2-1/2 to 3 pounds meaty chicken pieces (breasts, thighs, and drumsticks)
1 tablespoon cooking oil
3 cups sliced or cut-up vegetables (such as carrots, potatoes, sweet potatoes, rutabaga, turnips, and/or parsnips), cut 1/2-inch thick
1 large onion, cut into wedges
1/4 teaspoon salt
1/4 teaspoon pepper
1/2 cup reduced-sodium chicken broth
1 tablespoon margarine or butter
1/3 cup maple syrup or maple-flavored syrup
1. Skin chicken. Place chicken in a lightly greased shallow baking pan; brush with oil. Arrange sliced vegetables and onion around chicken. Sprinkle with salt and pepper. Pour broth over vegetables. Bake in a 425 degrees F oven 20 minutes.

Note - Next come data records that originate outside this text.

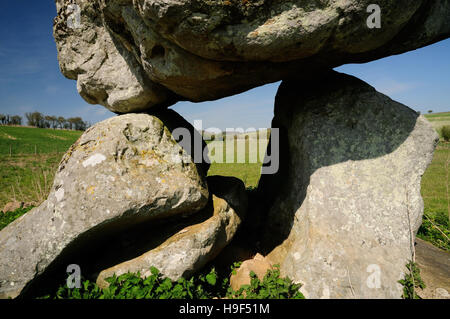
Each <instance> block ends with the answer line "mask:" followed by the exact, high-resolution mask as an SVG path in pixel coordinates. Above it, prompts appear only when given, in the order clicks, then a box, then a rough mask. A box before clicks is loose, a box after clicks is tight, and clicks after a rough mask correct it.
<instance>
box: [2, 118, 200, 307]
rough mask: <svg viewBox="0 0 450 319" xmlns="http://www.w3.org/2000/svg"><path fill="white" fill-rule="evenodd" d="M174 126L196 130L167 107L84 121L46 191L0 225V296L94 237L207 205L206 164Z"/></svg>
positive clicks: (112, 235)
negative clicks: (24, 214)
mask: <svg viewBox="0 0 450 319" xmlns="http://www.w3.org/2000/svg"><path fill="white" fill-rule="evenodd" d="M165 118H169V119H167V120H165ZM179 128H184V129H185V130H184V131H183V132H192V133H193V134H194V133H195V132H194V131H195V130H194V129H193V127H192V126H191V125H190V124H189V123H187V122H186V121H184V120H182V119H181V117H179V116H178V117H177V114H176V113H175V112H172V111H168V112H162V113H161V114H160V115H158V116H151V115H146V114H127V115H122V116H117V117H114V118H111V119H108V120H106V121H103V122H101V123H98V124H96V125H95V126H93V127H92V128H90V129H88V130H87V131H86V132H85V133H84V134H83V135H82V136H81V138H80V139H79V140H78V141H77V142H76V143H75V144H74V145H73V146H72V147H71V148H70V150H69V151H68V152H67V153H66V154H65V156H64V158H63V159H62V161H61V163H60V165H59V168H58V171H57V173H56V177H55V181H54V185H53V188H52V190H51V192H50V195H49V197H48V199H47V200H46V201H45V202H44V203H43V204H42V205H41V206H39V207H38V208H35V209H33V210H32V211H30V212H29V213H27V214H26V215H24V216H22V217H21V218H19V219H18V220H16V221H15V222H13V223H11V224H10V225H9V226H7V227H6V228H5V229H3V230H2V231H1V232H0V298H7V297H16V296H18V295H20V294H22V293H23V292H24V290H26V289H27V288H28V287H29V286H30V285H32V284H33V282H34V281H35V280H36V279H39V277H40V276H41V275H42V274H43V273H44V272H45V271H47V270H48V269H49V268H55V267H56V266H57V265H56V264H57V263H58V261H60V262H61V263H63V262H66V261H67V260H70V257H71V256H72V254H75V253H76V252H77V251H79V250H80V249H85V248H86V247H95V245H96V243H97V241H101V240H102V239H108V238H111V237H114V235H115V234H120V233H121V232H123V231H126V230H127V229H130V228H132V227H136V226H137V225H140V224H145V223H147V224H148V223H158V222H160V221H161V220H164V219H166V218H174V217H179V218H183V217H185V218H187V217H188V216H191V215H192V214H193V213H196V212H198V211H200V210H202V209H203V208H205V206H206V205H207V203H208V198H209V192H208V187H207V183H206V171H207V168H208V165H207V164H205V163H203V162H199V163H194V161H193V159H192V158H193V153H192V150H191V152H189V151H187V150H186V149H185V148H183V147H181V146H180V144H178V142H177V140H176V139H175V138H174V136H173V135H172V133H173V134H175V130H176V129H179ZM197 134H198V133H197ZM177 136H178V133H177ZM192 138H193V137H192ZM200 139H201V137H200ZM62 256H65V257H68V258H69V259H67V258H63V257H62ZM50 266H52V267H50ZM65 266H66V267H67V264H65Z"/></svg>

2. Meanwhile, in a small saucepan, melt margarine or butter. Stir in maple syrup; heat through. Brush mixture over chicken and vegetables. Bake for 15 to
20 minutes more or until chicken is tender and no longer pink and vegetables are tender, brushing frequently with maple syrup mixture.
3. Transfer chicken and vegetables to a serving platter; keep warm. Skim fat from pan drippings; pass pan drippings with chicken.